Тогда дона Эстефания, несколько нерешительно взглянув на меня, сказала:
— Придешь к столу. Приведешь себя в порядок и придешь ужинать.
В моей комнате было спокойно и тихо. Кровать застелена свежим бельем, никаких надзирателей за пределами комнаты, никаких занятий, никакого распорядка, и я почувствовал себя счастливым. Бросился на кровать и закрыл глаза. Керосиновая лампа с чистым стеклом нашептывала мне что-то ласковое, бледные стены смотрели с чуть усталой улыбкой, шум шагов в коридоре создавал кажущуюся безопасность. Забывшись, я отдыхал душой и телом в тишине и покое. Очнулся я, когда дона Эстефания постучала мне в дверь:
— Антонио, пора садиться за стол.
Я умылся, причесался, одернул полы пиджака. Однако, когда пришел в столовую, там еще никого не было. Несколько смутившись, я стоял у своего места. Между тем очень скоро пришли все, за исключением доктора Алберто. Дона Эстефания пошла за ним, но скоро вернулась и сказала:
— Он сейчас подойдет, начинаем есть.
Но он пришел, когда суп уже был съеден. Увидев его входящим, я заколебался, не зная, что должен делать: продолжать сидеть или встать и идти ему навстречу. Все ждали, что будет дальше. Я, готовый встать, чуть отодвинул стул и вынул салфетку. Но доктор, не обратив на меня никакого внимания, лениво пошел к своему месту и сел. От всеобщего молчания я чувствовал себя беспокойно. Наконец, развертывая салфетку, доктор Алберто спросил меня, на меня не глядя:
— Так значит, каникулы? А каковы отметки?

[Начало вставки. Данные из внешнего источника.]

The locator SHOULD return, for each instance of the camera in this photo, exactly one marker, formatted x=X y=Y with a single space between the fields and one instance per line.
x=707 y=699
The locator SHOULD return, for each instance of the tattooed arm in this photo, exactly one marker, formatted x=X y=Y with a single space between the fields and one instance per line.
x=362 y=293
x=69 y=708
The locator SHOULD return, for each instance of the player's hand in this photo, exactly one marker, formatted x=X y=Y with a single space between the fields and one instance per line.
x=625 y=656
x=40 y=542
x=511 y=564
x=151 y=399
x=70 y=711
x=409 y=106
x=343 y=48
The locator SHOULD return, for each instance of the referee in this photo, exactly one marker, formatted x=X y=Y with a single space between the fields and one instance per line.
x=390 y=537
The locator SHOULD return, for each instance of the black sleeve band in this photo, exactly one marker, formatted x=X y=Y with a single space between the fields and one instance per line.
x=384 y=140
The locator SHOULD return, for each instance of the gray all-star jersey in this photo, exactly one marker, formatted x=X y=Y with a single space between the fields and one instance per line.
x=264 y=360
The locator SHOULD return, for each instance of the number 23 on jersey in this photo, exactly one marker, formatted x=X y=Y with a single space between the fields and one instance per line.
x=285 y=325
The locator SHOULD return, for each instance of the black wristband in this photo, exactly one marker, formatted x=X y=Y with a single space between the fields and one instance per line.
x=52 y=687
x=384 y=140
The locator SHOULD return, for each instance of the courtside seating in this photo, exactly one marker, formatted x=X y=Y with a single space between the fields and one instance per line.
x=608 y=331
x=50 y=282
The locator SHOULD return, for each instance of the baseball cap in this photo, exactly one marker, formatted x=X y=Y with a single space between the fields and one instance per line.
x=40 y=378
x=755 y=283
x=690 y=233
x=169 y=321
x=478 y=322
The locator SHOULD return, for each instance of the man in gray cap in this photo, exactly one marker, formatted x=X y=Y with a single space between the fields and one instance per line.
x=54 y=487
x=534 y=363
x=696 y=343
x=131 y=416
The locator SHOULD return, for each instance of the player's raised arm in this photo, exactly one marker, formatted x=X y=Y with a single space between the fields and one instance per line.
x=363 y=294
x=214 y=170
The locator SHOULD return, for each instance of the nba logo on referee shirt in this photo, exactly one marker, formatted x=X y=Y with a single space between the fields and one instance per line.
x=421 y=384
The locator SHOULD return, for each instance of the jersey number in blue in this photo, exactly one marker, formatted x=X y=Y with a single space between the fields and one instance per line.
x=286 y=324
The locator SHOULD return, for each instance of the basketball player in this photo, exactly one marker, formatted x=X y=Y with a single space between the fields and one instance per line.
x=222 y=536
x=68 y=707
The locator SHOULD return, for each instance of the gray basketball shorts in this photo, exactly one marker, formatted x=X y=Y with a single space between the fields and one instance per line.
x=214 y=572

Я тут же ответил, что имею тринадцать по латыни, двенадцать по португальскому и одиннадцать по географии. Но доктор Алберто переменил тему разговора, обратившись к матери:
— Так что на ужин?
— То, что ты любишь. Сейчас увидишь свой любимый картофель…
— Картофель?.. Что это за суп? Каролина! Унеси все это!
— Но ты должен поесть, сын.
— Нет, нет. Унеси, — настаивал он решительно, потеряв всякий аппетит.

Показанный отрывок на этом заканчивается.